Захар Прилепин пригласил меня на просмотр «Отморозков», когда еще лежал снег. Он не назвал спектакль, просто сказал: «Серебренников тут делает прогон спектакля по моей книге, придете?»
Автомобиль мы оставили на стоянке, где Камергерский переулок впадает в Тверскую. Экипаж из нацболов плюс женщина Фифи, которая со мной спит. В Камергерском мы увидели толпу и поняли, что нам туда, к запертым дверям, у которых толпа перемещалась. Обнаружился и Прилепин. Я спросил у него, нет ли у него фляжки с коньяком. Нет. А было холодно.
Группами, сложным маршрутом через дворы нас провели наконец в репетиционный зал. Никакой сцены, лишь уровни стульев повышаются на деревянной платформе. Женщина, с которой я сплю, любопытно вертелась и снимала на мобильный и на крошечный фотоаппарат. Как обычно, было непонятно, кто есть кто и чего все эти люди собираются вместе, расходятся, о чем договариваются. Было по меньшей мере три мужика, похожих на Серебренникова, какой подлинный — не было ясно, хотя я его один раз в зале «Билингва» видел. Поэтому я толком ничего не мог объяснить Фифи, черноволосой моей подружке, с которой я сплю. Жаль, потому что, если вы спите с женщиной, то вам хочется ей всё объяснить. Кто есть кто и зачем всё это.
Долго не начинали, как полагается у театральных людей (у музыкальных тоже), наконец потушили всё что можно, и вдруг подсветили тьму. Толпа актеров выкрикивала лозунг: «Мы маньяки, мы докажем!» Толпа находилась за железной милицейской изгородью, по ту ее сторону, а по сю стояли человека четыре милицейских в условной форме «космонавтов» — пластиковые шлемы на бошках и дубинки в руках.

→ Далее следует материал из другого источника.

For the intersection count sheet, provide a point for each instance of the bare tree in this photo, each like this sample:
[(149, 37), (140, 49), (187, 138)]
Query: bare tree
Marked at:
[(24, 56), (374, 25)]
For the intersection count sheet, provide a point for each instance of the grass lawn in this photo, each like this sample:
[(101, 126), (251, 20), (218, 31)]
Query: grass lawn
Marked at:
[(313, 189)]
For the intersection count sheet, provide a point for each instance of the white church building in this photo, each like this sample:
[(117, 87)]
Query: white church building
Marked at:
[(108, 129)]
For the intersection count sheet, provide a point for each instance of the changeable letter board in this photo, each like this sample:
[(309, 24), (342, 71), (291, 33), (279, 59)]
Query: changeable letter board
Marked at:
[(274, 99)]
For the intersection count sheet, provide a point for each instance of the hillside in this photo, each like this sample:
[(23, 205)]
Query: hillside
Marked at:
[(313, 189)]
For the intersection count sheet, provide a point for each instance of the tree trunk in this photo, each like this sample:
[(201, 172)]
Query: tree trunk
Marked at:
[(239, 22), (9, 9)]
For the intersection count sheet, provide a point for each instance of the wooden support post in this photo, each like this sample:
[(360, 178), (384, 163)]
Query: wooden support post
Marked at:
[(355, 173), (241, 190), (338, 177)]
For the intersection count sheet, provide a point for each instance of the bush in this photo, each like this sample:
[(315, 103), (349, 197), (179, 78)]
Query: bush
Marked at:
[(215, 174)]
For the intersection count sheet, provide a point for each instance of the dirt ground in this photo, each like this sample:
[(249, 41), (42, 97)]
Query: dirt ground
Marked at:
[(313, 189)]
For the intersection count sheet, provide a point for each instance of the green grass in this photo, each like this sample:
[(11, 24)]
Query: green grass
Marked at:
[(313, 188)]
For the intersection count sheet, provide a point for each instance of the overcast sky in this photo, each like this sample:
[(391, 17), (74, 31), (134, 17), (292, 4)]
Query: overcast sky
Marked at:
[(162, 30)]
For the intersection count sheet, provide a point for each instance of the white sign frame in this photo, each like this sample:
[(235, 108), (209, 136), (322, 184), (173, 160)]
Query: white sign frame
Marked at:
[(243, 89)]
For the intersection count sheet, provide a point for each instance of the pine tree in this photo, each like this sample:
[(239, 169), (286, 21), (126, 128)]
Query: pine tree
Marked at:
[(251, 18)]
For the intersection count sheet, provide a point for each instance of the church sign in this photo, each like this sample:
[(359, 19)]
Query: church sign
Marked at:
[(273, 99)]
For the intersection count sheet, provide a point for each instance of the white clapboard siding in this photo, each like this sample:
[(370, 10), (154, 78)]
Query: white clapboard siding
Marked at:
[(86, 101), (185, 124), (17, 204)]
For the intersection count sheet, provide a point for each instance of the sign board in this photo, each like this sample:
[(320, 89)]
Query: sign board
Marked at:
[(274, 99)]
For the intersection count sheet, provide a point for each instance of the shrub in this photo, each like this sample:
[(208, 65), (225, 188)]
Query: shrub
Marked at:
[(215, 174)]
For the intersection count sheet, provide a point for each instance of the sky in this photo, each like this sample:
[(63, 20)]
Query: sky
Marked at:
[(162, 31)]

Я прикинул численности «нацболов», как я их воспринял, и «ментов» и пришел к выводу, что их мало. Если бы я ставил спектакль, я бы им увеличил численность, хотя бы для двух-трех массовых сцен. Но, может, у Серебренникова столько студентов в театре-студии МХАТ не нашлось. Поэтому малочисленная группа олицетворяла нацболов, а их даже судили в реальности по сорок человек сразу, как в 2005 году за захват приемной Администрации Президента.
«Нацболы» на сцене прыгали, бегали, толкались, вели достоевские разговоры о смысле жизни. Я различил в студентах МХАТ пару-тройку своих товарищей; так, главный нацбол был смоделирован актером с нашего товарища Сергея Аксенова. Меня на сцене не было, я во время написания книги Прилепина сидел в тюрьме. Но Аксенов сидел в той же тюрьме, что и я, и, по правде говоря, в то время партией рулил Анатолий Тишин. Но студенты МХАТ Тишина уже не застали, он уже давно священник в городе Санкт-Петербурге, поэтому срисовали студенты главного нацбола с Аксенова. Очень похож, надо сказать. (Аксенов, посмотрев спектакль в театре на «Винзаводе», говорят, был тронут до слез.) Главный герой спектакля носит имя Гриша, а фамилию Тишин. Прилепин и Серебренников сделали вынужденно Гришу Тишиным, то есть отдали ему в спектакле настоящие его имя и фамилию, он сын Анатолия, потому что Прилепин якобы подписал уже довольно давно договор на киносценарий по этой же книге, и та фамилия, которая в книге, уже была занята, таким образом.